People will move on to something else. This is especially important in a very commoditized category. Resonance matters, but so does a healthy dose of reality. When the individual brands are less distinguishable, people will swap for whatever’s available that (generally) meets their needs. Call it the “Amazon effect.” If it’s not in front of them in a store, a version is probably available faster and cheaper on Amazon. That should give you cold sweats.

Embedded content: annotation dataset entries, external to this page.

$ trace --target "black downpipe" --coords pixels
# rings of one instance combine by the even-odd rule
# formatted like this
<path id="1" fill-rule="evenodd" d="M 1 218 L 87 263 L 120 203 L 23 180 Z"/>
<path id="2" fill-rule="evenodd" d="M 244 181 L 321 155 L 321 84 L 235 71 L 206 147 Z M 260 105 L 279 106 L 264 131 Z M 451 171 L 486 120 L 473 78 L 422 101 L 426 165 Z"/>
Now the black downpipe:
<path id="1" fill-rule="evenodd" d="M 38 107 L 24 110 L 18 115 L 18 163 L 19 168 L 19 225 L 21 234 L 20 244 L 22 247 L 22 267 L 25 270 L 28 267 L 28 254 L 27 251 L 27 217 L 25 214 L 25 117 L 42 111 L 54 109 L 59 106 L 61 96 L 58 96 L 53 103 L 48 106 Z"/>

Likewise, the days of putting your product on the shelf and watching sales roll in are done like my six year-old’s marshmallow at a campfire. We have more choice and faster pathways to decision-making than at any time in human history. If you’re not staying top of mind with someone, you’re fighting an uphill battle against your competition (who probably are). The rise of retail media brings this into stark relief. Binet and Field argue that brand growth is maximized by maintaining a balanced investment in both long-term brand building (which creates brand equity) and short-term sales activations (which capitalize on this equity). Retail media is converging these two points. You can do brand-building and short-term sales enablement on Amazon. Heck, you can do it on TikTok (until it’s banned;a dumb idea, btw). The point is, if you’re not investing in placements (marketing) that feed your placements (sales) you’re risking an awful lot on consumers just deciding on their own to try your brand or keep buying it.
Having the Tough Talks
Alright, so you’re feeling good now. You feel like you can map a flywheel for the brand and start pegging investments against the “four P’s.” Now you get to go up to talk to the bosses who control the purse strings. Maybe you’re at legacy incumbent leading the category, and the C-suite think the brand’s reach and DNA will carry the day. Perhaps you’re at a bootstrapped startup that’s watching dollars like buzzards circling a lone, limping animal in the desert. How do you get to where you know you need to be?

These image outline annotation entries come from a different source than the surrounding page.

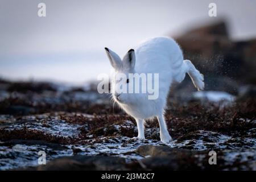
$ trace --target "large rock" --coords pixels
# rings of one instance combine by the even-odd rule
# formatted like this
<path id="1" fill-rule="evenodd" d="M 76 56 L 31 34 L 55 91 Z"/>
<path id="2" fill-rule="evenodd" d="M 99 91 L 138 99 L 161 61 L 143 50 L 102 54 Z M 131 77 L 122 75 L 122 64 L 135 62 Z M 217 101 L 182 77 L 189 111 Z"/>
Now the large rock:
<path id="1" fill-rule="evenodd" d="M 191 60 L 205 80 L 225 76 L 240 84 L 256 84 L 256 39 L 230 39 L 225 21 L 194 28 L 175 38 L 184 59 Z"/>
<path id="2" fill-rule="evenodd" d="M 38 170 L 125 170 L 125 159 L 113 156 L 76 155 L 60 158 L 39 166 Z"/>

Don’t try to eat the elephant in one bite (or at all, it’s a protected species for goodness’ sake). Build a plan with the minimum viable investment to prove upside. Define it clearly. Prioritize the plan — Collaborate with other stakeholders. There’s strength in numbers, both literally and figuratively. Most important — prepare for resistance. Accept that you will have to pitch and re-pitch, defend and re-defend your approach. It’s not personal — it’s business.
Do not lose your conviction. Like a garden, it takes time, investment, and patience. When it’s time to reap, it’ll taste all the more delicious. I made one salad and felt like the king of the world. Imagine how you’ll feel when you’re harvesting gains in brand equity and revenue that help take your company to the top.